Hablar de sensaciones es reconocer el drama. El disfrute de la postergación borrado por la condena a posteriori, y su pesadumbre de ojos. La conducta de postergar amarra, obliga y somete, antes de desplegar remordimientos nocturnos a la hora del recuento. Incluso se habla de procrastinación como trastorno del comportamiento. Puede llevar a la dependencia a elementos externos, tales como Internet, la lectura por ocio, las compras o la simple disipación, en lugar de realizar la tarea que se supone necesaria. Al fin de cuentas acá sabroso mejor agarrar la cerveza al borde de la noria y cotorrear con los compas.

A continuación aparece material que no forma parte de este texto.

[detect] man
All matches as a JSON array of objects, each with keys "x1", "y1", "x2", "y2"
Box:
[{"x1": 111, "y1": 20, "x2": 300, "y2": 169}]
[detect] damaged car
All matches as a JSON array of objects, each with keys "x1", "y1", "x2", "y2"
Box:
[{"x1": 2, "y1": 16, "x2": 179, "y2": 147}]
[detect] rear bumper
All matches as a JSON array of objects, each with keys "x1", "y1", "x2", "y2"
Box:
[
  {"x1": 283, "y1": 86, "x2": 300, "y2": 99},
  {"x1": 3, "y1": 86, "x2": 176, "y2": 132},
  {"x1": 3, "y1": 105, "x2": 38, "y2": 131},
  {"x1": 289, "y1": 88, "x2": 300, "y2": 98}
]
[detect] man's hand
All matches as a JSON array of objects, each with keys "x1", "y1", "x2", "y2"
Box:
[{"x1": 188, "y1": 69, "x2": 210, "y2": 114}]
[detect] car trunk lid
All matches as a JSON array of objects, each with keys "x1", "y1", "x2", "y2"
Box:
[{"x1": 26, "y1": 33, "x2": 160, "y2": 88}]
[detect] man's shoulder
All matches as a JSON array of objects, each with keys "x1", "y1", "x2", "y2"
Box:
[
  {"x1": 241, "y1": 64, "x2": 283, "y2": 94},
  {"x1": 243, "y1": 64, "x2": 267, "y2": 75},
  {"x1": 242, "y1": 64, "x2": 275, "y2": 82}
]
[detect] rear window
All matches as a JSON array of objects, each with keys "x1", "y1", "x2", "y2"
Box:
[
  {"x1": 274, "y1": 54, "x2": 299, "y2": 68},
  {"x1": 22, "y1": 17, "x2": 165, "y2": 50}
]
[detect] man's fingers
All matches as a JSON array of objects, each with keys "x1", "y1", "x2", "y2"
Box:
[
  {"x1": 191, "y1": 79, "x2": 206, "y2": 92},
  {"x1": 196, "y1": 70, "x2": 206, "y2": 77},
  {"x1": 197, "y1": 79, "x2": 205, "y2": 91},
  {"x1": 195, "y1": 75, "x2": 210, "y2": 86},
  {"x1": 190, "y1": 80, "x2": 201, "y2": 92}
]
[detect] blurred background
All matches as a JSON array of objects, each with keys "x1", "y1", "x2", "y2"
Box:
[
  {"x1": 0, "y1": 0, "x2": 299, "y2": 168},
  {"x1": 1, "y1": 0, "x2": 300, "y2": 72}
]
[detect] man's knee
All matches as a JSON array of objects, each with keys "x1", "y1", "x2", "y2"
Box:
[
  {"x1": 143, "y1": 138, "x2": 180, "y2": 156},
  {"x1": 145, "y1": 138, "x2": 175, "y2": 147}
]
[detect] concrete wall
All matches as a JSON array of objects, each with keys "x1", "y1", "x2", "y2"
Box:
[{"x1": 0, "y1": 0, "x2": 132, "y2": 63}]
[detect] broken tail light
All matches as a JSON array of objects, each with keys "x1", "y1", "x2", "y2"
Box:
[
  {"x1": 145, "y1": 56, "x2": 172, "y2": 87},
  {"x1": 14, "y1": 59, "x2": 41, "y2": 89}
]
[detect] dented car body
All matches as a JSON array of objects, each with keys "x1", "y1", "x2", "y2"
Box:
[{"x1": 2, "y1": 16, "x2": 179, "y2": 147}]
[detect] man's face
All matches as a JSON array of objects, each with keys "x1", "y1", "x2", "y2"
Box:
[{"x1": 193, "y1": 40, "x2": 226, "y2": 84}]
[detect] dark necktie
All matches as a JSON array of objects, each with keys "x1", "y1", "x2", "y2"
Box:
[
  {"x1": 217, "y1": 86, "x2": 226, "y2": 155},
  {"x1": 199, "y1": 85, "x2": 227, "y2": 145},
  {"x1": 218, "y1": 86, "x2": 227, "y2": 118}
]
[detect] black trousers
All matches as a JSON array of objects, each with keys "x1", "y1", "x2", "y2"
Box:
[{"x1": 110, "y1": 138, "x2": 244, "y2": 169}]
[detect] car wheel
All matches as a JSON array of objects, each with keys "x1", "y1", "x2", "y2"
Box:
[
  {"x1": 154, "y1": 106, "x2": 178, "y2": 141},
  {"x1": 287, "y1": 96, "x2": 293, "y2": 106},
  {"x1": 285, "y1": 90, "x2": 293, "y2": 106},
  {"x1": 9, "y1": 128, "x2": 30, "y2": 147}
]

Yo siempre he sido un procrastinador aberrante. Desde los tiempos escolares el documento de diez páginas la noche anterior; o el pago en el tiempo límite; o el trámite al cerrar la puerta. Los que tendemos al hedonismo como victimas principales de la conducta crónica. Mejor aquí nos quedamos tranquilitos, jugando ajedrez en la pantalla, antes de cualquier otra cosa. Hablo en serio. Finalmente la escritura es el ejercicio más vasto de autoconocimiento.

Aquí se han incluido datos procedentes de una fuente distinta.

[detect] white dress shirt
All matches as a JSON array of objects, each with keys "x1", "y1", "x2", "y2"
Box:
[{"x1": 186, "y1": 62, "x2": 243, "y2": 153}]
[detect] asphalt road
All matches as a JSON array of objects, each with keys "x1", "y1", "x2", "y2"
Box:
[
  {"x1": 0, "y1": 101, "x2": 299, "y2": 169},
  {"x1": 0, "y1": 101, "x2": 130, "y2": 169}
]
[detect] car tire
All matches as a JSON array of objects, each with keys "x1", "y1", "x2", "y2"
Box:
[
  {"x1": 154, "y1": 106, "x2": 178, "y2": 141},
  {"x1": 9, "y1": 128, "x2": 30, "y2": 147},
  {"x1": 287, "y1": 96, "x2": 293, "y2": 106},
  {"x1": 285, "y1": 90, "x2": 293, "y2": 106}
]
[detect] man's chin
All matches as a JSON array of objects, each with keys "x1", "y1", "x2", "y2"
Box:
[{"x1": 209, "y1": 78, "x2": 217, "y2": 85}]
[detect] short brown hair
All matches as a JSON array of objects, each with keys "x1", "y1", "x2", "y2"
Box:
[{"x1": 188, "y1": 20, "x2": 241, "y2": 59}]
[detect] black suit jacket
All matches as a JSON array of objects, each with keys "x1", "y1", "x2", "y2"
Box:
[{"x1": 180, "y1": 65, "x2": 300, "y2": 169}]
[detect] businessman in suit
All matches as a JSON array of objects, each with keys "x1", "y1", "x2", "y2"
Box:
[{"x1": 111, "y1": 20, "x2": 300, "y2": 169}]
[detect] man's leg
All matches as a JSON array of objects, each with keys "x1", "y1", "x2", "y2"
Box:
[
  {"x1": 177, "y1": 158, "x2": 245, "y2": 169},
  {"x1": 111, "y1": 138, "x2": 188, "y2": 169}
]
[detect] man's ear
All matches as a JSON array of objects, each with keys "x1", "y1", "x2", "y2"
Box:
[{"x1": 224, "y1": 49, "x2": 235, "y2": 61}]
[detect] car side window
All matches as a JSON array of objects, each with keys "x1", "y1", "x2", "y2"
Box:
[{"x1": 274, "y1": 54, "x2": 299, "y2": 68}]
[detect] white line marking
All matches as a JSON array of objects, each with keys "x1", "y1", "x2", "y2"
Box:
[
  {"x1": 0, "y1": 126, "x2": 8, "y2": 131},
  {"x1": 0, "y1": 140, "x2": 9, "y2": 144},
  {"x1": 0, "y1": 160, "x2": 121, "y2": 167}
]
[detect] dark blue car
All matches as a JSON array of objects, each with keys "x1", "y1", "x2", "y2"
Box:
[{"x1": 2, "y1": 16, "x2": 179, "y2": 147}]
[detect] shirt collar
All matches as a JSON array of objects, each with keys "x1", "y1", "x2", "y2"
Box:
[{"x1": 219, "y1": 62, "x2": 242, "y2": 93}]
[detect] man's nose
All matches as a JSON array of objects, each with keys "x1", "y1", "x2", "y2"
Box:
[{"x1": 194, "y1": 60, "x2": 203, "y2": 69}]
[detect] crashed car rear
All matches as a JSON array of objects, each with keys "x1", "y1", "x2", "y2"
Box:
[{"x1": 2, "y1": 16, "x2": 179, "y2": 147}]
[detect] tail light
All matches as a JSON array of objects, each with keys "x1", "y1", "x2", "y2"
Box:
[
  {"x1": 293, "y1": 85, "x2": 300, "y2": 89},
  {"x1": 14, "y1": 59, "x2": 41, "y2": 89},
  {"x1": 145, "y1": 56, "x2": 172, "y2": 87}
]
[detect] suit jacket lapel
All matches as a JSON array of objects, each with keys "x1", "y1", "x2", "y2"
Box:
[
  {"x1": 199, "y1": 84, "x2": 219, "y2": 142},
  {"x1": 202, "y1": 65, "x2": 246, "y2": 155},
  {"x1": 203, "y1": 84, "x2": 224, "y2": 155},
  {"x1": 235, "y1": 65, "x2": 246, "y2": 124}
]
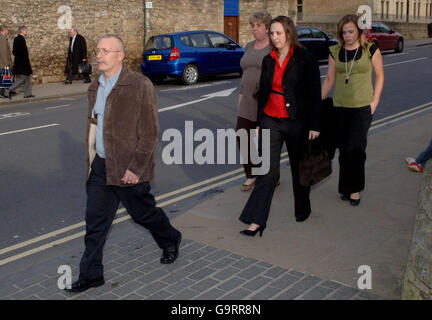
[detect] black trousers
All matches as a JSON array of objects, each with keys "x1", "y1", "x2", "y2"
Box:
[
  {"x1": 79, "y1": 155, "x2": 180, "y2": 281},
  {"x1": 236, "y1": 116, "x2": 258, "y2": 179},
  {"x1": 67, "y1": 64, "x2": 90, "y2": 83},
  {"x1": 239, "y1": 115, "x2": 310, "y2": 226},
  {"x1": 335, "y1": 105, "x2": 373, "y2": 195}
]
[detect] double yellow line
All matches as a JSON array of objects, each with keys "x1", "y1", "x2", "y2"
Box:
[{"x1": 1, "y1": 100, "x2": 431, "y2": 266}]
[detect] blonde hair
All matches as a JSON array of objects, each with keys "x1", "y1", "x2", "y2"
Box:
[{"x1": 249, "y1": 11, "x2": 272, "y2": 30}]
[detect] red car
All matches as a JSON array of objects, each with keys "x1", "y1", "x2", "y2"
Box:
[{"x1": 365, "y1": 22, "x2": 404, "y2": 53}]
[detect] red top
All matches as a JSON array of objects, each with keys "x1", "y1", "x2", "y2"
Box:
[{"x1": 264, "y1": 47, "x2": 294, "y2": 118}]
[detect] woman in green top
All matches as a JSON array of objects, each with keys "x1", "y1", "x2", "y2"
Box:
[{"x1": 321, "y1": 14, "x2": 384, "y2": 206}]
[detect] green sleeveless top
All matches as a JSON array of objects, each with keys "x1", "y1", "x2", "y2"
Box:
[{"x1": 329, "y1": 43, "x2": 374, "y2": 108}]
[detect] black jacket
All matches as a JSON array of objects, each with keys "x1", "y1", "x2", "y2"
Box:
[
  {"x1": 12, "y1": 34, "x2": 32, "y2": 76},
  {"x1": 65, "y1": 34, "x2": 88, "y2": 74},
  {"x1": 256, "y1": 46, "x2": 321, "y2": 131}
]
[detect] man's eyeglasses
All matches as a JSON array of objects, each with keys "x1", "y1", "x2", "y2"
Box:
[{"x1": 93, "y1": 48, "x2": 121, "y2": 56}]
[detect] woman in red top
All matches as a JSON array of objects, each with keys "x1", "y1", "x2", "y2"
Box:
[{"x1": 239, "y1": 16, "x2": 322, "y2": 236}]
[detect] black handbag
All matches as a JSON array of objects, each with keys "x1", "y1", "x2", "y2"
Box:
[
  {"x1": 78, "y1": 62, "x2": 92, "y2": 74},
  {"x1": 299, "y1": 139, "x2": 332, "y2": 187}
]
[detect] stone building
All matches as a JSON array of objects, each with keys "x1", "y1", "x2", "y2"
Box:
[{"x1": 0, "y1": 0, "x2": 430, "y2": 83}]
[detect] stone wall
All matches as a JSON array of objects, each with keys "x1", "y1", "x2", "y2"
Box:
[
  {"x1": 0, "y1": 0, "x2": 145, "y2": 83},
  {"x1": 402, "y1": 160, "x2": 432, "y2": 299}
]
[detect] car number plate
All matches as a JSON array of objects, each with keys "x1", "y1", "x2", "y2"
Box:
[{"x1": 148, "y1": 55, "x2": 162, "y2": 61}]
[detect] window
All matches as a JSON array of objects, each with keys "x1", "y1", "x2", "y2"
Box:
[
  {"x1": 297, "y1": 0, "x2": 303, "y2": 21},
  {"x1": 189, "y1": 33, "x2": 211, "y2": 48},
  {"x1": 400, "y1": 2, "x2": 404, "y2": 19},
  {"x1": 311, "y1": 28, "x2": 327, "y2": 39},
  {"x1": 180, "y1": 35, "x2": 192, "y2": 47},
  {"x1": 396, "y1": 2, "x2": 399, "y2": 19},
  {"x1": 208, "y1": 33, "x2": 232, "y2": 48},
  {"x1": 381, "y1": 1, "x2": 385, "y2": 18},
  {"x1": 297, "y1": 28, "x2": 312, "y2": 39},
  {"x1": 145, "y1": 36, "x2": 172, "y2": 50},
  {"x1": 386, "y1": 1, "x2": 390, "y2": 19}
]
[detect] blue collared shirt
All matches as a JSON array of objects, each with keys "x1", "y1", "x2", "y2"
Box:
[{"x1": 94, "y1": 68, "x2": 122, "y2": 158}]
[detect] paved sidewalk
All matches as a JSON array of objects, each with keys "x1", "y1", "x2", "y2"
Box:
[{"x1": 0, "y1": 103, "x2": 429, "y2": 300}]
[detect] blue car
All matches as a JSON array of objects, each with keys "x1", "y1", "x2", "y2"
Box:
[{"x1": 141, "y1": 30, "x2": 244, "y2": 85}]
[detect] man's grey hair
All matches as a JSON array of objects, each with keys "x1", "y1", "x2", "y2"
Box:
[
  {"x1": 18, "y1": 26, "x2": 28, "y2": 33},
  {"x1": 99, "y1": 34, "x2": 126, "y2": 52},
  {"x1": 70, "y1": 27, "x2": 78, "y2": 33},
  {"x1": 0, "y1": 25, "x2": 8, "y2": 32}
]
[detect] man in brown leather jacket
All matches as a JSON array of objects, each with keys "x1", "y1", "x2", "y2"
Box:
[
  {"x1": 66, "y1": 34, "x2": 181, "y2": 293},
  {"x1": 0, "y1": 25, "x2": 12, "y2": 97}
]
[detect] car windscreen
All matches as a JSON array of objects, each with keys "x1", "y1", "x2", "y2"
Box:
[{"x1": 145, "y1": 36, "x2": 173, "y2": 51}]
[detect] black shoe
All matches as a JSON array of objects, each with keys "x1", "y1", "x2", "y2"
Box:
[
  {"x1": 160, "y1": 232, "x2": 182, "y2": 264},
  {"x1": 65, "y1": 276, "x2": 105, "y2": 293},
  {"x1": 240, "y1": 225, "x2": 266, "y2": 237},
  {"x1": 84, "y1": 79, "x2": 91, "y2": 83},
  {"x1": 24, "y1": 95, "x2": 35, "y2": 98},
  {"x1": 340, "y1": 194, "x2": 349, "y2": 201},
  {"x1": 65, "y1": 80, "x2": 71, "y2": 84},
  {"x1": 7, "y1": 90, "x2": 12, "y2": 100},
  {"x1": 349, "y1": 197, "x2": 361, "y2": 206},
  {"x1": 296, "y1": 211, "x2": 311, "y2": 222}
]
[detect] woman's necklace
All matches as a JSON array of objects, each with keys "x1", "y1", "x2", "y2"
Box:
[{"x1": 345, "y1": 46, "x2": 359, "y2": 84}]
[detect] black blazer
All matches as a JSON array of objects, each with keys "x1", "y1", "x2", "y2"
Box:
[
  {"x1": 65, "y1": 34, "x2": 88, "y2": 74},
  {"x1": 256, "y1": 46, "x2": 321, "y2": 132},
  {"x1": 12, "y1": 34, "x2": 32, "y2": 76}
]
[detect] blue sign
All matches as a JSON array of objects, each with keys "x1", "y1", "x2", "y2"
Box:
[{"x1": 224, "y1": 0, "x2": 239, "y2": 16}]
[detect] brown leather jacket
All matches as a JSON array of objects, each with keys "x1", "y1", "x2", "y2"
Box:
[{"x1": 86, "y1": 66, "x2": 158, "y2": 186}]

Podría poner como ejemplo la elaboración de estos párrafos. Imaginemos el teclado en otro cuarto, con luz suficiente y aire corriente. Un lugar cómodo, en términos generales, donde aunque me gustaría tener otra silla más cómoda, sin quejarme me someto. Podría empezar desde el lunes, pero no lo hago. Sucede estar allí el teclado, y pasar los días, y los párrafos sin encontrar forma, y aplazándolo todo sin encontrar la hebra. Probablemente decidir ver el juego del Santos, por ejemplo, tranquilo, acompañado de unas palomitas, vagando por allí, aplazándolo todo, hasta que el tiempo límite impone por fin su urgencia, en un escenario –tal vez, de calidad comprometida.

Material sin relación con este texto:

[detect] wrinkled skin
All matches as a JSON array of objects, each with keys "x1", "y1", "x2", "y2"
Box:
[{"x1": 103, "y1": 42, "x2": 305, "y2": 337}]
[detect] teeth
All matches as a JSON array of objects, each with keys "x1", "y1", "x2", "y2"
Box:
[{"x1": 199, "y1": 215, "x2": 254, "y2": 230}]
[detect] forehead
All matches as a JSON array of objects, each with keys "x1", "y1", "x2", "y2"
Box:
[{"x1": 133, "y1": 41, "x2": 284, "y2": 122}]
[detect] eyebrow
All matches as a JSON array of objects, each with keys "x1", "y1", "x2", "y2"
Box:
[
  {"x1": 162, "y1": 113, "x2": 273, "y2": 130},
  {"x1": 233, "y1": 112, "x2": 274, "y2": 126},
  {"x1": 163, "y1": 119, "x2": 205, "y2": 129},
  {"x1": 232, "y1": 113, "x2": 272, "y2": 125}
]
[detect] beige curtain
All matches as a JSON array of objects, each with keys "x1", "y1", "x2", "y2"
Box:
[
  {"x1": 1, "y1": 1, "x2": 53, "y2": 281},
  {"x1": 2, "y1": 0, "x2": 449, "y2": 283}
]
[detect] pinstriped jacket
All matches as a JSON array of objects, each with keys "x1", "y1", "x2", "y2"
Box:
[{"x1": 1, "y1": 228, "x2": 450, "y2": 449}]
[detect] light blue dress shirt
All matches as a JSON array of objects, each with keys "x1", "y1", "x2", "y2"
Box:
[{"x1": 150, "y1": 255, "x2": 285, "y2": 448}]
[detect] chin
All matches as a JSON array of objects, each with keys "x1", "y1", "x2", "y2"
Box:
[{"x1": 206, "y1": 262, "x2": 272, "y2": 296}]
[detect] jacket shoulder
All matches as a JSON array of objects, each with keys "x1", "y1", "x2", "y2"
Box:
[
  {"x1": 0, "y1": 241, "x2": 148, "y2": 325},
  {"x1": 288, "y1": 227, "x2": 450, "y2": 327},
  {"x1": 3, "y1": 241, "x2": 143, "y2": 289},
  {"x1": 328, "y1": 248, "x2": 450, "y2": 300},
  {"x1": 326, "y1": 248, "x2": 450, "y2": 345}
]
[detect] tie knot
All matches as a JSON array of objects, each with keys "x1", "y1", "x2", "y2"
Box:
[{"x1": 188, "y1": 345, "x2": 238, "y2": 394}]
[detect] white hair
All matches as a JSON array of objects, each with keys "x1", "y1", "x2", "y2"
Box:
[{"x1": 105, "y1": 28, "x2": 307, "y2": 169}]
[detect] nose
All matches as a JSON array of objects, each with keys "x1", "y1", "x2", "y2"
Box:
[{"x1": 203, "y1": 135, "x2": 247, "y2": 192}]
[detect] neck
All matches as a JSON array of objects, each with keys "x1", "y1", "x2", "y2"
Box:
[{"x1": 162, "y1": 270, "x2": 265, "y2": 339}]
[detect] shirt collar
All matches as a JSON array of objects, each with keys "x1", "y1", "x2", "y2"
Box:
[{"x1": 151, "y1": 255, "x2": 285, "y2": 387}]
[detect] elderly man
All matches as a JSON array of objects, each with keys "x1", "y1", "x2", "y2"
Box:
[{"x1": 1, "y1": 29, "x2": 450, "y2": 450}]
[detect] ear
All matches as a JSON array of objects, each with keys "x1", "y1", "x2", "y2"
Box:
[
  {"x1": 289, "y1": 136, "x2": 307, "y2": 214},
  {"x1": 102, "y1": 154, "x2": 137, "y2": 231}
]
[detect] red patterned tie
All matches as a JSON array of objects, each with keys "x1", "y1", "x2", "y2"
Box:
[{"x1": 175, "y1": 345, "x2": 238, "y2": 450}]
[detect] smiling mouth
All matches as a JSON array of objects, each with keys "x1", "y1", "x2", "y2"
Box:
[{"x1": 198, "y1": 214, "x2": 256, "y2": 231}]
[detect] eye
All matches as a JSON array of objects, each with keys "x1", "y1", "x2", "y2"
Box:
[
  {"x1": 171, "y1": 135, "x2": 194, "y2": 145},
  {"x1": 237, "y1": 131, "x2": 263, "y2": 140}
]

El ávido procrastinador sabe que empezar y terminar precisa voluntad y medidas radicales. Uso como ejemplo el de aquél amigo que desapareció de pronto del sitio Gameknot.com, donde nos juntábamos a jugar ajedrez cibernético en modalidad de correspondencia, y las partidas duran meses recomendables a nivel de vicio. El caso es que este amigo de Guadalajara, siempre presente en el tablero, respondiendo de inmediato, con más de treinta juegos activos, un día desapareció para siempre de ese universo online de perdedores de tiempo. Incluso temí su muerte.
Después supe que adoptó la decisión radical: el cambio de contraseña a ciegas; el cortarse el cuello, suicidarse para siempre de esa cofradía de enfermos. Me lo contó hace meses en la escalinata del Auditorio Nacional. No va a tocar Tambuorine Man --me dijo, meciéndole la cabeza a mi hijo (y tenía razón). Nos dimos un abrazo. Platicamos cualquier cosa, hasta que le pregunté de su desaparición misteriosa. Lo tuve que hacer –dijo viendo a la calle, con el gesto resignado de quien deja a la pareja de años para no causar más daños. Perdía mucho tiempo –continuó, comprometía mi trabajo. Entré en la opción perfiles y cambié la contraseña –me dijo, fríamente, y allí, en el marco de la noche magnifica de Dylan, adoptó postura de mecanógrafo y cambio la clave volteando a la izquierda. Comprometía su trabajo: la confesión de autoconocimiento absoluto que mi hijo no logró entender. Él ya no está jugando. Flaco, de lentes, atorrante, amigo, traductor, con cojones a rompe y rasga, abandonó las 64 casillas para abordar lo suyo con fuerza; y yo sé como él ama ese juego.